Recently the system detected a fraudulent policy, which was worth more than 10-15 lakhs. The business type was not mentioned and the other parameters were also unconvincing. The location also seemed suspicious. “On the basis of the sum assured, location, area, occupation, we picked up that case and sent the investigator who found out that the person in whose name the policy was taken was dead even before the policy had been purchased,” says Krishnan.
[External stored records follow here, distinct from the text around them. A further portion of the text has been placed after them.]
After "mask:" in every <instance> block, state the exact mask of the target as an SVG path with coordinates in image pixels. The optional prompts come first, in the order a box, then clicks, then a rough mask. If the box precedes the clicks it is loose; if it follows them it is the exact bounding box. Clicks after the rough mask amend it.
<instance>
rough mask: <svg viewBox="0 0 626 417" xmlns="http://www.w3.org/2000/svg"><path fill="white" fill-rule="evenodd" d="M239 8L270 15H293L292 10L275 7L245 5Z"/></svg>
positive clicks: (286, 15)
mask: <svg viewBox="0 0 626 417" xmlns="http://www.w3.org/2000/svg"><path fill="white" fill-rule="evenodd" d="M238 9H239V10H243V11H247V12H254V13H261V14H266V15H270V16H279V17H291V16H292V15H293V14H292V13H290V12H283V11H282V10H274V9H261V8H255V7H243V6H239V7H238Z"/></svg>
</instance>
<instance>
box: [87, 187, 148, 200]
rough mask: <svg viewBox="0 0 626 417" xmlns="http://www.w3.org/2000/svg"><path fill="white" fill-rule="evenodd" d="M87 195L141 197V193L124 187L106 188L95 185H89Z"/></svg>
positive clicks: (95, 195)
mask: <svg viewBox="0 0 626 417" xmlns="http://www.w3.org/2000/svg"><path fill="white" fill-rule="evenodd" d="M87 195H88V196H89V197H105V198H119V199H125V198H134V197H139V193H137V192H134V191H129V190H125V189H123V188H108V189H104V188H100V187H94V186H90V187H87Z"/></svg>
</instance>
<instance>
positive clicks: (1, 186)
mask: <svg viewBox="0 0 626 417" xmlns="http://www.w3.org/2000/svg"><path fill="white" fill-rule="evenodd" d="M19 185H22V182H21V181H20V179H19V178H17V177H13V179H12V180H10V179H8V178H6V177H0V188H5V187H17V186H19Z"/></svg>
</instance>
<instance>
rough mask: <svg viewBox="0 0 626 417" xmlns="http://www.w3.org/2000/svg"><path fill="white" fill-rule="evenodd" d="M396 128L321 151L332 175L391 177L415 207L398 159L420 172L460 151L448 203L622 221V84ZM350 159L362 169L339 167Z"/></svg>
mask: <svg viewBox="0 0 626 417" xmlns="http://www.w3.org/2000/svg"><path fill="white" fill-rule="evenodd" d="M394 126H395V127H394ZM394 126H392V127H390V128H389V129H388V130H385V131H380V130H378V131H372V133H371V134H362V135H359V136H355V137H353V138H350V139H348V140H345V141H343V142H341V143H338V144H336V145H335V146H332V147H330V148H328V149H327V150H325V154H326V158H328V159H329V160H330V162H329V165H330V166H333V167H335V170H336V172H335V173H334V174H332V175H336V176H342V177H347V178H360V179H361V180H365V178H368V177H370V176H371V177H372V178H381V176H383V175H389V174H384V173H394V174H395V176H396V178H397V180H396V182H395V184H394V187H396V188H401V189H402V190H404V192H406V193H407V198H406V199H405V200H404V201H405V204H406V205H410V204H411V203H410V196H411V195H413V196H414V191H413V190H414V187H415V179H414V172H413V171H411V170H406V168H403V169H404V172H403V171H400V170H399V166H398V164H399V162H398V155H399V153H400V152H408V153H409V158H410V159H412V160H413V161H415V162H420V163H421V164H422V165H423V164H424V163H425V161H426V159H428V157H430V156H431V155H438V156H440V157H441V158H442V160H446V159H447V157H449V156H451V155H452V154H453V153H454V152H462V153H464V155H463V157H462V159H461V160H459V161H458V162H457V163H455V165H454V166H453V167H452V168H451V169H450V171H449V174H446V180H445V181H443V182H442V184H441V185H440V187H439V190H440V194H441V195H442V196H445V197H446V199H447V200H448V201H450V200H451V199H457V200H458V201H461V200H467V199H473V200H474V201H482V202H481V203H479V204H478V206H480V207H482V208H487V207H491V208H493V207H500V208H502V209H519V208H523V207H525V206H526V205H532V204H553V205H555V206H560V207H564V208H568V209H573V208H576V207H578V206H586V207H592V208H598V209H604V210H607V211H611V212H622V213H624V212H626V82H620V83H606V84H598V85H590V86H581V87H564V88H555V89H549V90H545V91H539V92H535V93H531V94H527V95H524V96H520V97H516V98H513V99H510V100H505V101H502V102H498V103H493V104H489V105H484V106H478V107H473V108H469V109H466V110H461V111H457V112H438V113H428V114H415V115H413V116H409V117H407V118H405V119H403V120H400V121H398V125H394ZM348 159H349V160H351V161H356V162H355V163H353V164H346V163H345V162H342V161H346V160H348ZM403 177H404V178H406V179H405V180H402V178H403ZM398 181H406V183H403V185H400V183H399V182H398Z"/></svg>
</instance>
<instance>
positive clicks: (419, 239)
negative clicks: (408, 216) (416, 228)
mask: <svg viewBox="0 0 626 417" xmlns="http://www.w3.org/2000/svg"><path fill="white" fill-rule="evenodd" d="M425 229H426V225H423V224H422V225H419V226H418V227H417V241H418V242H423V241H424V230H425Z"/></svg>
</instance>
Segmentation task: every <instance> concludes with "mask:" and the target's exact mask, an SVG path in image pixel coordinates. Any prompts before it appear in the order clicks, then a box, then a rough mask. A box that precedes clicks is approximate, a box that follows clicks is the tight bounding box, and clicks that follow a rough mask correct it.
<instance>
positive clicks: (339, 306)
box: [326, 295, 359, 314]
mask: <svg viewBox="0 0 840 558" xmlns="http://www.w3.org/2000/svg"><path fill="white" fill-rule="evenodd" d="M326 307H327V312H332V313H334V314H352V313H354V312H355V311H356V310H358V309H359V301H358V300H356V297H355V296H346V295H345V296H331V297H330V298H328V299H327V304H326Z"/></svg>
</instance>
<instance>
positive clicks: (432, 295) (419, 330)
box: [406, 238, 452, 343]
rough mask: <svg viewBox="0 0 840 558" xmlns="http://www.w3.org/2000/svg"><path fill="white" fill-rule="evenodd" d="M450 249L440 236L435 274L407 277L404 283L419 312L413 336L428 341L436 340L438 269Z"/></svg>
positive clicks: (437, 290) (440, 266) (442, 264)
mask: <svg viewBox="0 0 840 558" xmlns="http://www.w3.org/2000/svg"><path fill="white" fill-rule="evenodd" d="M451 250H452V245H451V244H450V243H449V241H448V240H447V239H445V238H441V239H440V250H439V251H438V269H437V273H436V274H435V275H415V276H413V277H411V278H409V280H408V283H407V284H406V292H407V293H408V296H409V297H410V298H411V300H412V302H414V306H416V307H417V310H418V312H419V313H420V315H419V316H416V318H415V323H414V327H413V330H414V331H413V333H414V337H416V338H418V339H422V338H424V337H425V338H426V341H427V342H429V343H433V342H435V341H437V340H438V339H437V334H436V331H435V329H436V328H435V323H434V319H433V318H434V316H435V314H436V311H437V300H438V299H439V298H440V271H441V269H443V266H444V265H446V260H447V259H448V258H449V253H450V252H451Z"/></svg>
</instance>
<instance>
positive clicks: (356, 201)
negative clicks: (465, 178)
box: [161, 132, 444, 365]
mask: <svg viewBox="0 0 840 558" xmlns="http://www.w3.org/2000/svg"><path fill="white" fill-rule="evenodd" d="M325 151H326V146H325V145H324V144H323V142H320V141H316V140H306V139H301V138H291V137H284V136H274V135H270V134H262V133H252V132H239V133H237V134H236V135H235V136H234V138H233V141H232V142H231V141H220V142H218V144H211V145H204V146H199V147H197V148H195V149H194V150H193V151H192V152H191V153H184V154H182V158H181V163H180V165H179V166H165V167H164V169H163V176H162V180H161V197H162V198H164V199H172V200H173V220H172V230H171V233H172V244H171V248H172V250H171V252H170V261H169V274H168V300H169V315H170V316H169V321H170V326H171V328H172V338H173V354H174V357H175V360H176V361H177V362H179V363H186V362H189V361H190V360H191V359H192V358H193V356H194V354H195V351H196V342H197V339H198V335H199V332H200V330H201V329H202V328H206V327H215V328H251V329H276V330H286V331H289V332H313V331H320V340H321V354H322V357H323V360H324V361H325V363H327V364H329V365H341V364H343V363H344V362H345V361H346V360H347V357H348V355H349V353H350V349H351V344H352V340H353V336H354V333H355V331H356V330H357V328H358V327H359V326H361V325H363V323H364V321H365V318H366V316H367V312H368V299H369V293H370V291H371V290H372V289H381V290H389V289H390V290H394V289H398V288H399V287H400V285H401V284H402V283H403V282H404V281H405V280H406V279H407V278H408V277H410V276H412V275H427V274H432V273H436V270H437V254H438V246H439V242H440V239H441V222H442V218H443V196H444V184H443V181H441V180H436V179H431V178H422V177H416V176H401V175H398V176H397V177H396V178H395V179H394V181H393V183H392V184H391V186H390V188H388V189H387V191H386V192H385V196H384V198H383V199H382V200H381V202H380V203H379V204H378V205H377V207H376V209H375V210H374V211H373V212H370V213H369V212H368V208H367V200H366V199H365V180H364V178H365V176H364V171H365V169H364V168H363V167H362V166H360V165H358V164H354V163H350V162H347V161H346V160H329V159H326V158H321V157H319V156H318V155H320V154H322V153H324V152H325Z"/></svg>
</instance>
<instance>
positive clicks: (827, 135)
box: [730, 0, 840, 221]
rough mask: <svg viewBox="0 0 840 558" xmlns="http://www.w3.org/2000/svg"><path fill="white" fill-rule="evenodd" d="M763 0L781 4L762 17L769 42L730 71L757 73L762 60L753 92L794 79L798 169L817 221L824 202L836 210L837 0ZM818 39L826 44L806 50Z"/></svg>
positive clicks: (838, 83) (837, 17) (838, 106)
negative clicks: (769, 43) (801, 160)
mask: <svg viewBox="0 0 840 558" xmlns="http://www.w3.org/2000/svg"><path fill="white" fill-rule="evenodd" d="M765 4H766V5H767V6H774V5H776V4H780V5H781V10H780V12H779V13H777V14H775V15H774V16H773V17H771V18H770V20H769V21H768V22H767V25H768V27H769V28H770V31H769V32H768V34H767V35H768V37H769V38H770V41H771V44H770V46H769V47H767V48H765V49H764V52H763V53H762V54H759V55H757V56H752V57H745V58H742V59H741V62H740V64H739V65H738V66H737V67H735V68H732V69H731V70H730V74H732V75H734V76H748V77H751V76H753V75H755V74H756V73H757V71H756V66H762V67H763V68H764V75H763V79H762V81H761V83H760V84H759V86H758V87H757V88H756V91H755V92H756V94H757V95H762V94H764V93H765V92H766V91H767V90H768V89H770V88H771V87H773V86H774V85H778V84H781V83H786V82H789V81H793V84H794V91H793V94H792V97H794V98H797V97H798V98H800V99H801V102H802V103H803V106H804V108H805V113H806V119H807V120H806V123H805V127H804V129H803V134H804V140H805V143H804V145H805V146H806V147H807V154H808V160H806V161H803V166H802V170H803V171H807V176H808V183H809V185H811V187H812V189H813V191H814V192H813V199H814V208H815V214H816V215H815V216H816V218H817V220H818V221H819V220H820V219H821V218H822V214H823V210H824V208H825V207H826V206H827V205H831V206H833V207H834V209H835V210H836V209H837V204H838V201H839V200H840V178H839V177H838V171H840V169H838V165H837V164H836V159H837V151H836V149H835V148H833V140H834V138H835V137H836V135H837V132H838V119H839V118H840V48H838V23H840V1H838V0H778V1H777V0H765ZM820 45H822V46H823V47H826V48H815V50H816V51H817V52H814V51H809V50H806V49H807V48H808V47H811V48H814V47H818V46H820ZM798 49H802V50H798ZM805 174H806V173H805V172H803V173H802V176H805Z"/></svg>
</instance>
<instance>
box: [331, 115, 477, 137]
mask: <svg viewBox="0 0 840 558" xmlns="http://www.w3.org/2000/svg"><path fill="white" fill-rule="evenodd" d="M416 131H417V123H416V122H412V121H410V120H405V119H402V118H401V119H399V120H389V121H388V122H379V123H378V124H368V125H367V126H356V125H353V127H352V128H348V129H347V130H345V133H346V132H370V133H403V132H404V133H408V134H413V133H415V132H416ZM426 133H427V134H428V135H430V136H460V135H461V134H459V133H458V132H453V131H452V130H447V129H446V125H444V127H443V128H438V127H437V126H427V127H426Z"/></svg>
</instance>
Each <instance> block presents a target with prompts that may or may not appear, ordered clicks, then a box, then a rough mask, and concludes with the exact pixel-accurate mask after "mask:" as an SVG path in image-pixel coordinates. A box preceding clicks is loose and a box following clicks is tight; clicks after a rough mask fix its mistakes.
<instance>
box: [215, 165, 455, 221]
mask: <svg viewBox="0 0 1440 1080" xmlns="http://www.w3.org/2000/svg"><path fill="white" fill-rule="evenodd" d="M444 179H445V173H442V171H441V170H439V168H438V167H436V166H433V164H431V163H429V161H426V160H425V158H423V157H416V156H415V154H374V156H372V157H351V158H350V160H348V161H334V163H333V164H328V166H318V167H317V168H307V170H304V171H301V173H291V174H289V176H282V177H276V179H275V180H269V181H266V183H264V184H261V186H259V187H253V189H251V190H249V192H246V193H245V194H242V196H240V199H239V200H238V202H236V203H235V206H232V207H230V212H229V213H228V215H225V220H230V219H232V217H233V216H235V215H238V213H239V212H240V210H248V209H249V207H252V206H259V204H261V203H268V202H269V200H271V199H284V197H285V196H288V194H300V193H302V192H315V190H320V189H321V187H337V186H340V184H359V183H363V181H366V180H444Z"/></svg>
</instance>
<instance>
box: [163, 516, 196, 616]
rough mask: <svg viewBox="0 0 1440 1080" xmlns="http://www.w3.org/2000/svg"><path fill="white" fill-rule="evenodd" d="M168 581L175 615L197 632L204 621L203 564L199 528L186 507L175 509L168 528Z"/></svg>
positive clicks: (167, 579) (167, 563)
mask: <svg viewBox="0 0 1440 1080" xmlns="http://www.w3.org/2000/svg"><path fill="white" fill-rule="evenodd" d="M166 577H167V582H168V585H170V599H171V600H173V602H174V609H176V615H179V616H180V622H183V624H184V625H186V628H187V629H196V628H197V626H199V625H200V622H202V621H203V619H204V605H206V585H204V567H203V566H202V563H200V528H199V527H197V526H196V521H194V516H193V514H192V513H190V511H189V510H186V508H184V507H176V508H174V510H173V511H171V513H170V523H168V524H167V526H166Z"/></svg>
The fraudsters were planning to pad the company with a claim, but as the investigators took them by surprise, they could not place their claim and the fraudulent policy was canceled. Now the underwriting processes have been tightened in all the negative locations. “We have put cameras in the pathological labs to capture images of all the insurance applicants to check if the person who has come for the check is the same person who applied for the policy,” says Krishnan.

The Way Forward
Having successfully deployed PIRV to detect insurance fraud, Krishnan now wants to take the system to the next level. He is in favour of the Insurance industry putting up a collective fight. “I have organised joint meetings on fraud prevention. We have brought this to the regulator’s notice to look into this area. We have also done a lot of spade work for putting in common systems for the Industry so that the system gives lag and lead indicators,” says Krishnan.

The lag indicator is based on past data. For instance, the data on disproportionate claims from certain locations, which is higher then the LIC table. Lead indicator is predictive in nature, based on analytics systems, which predict the persistency issue about who is more likely not to pay the claims next year.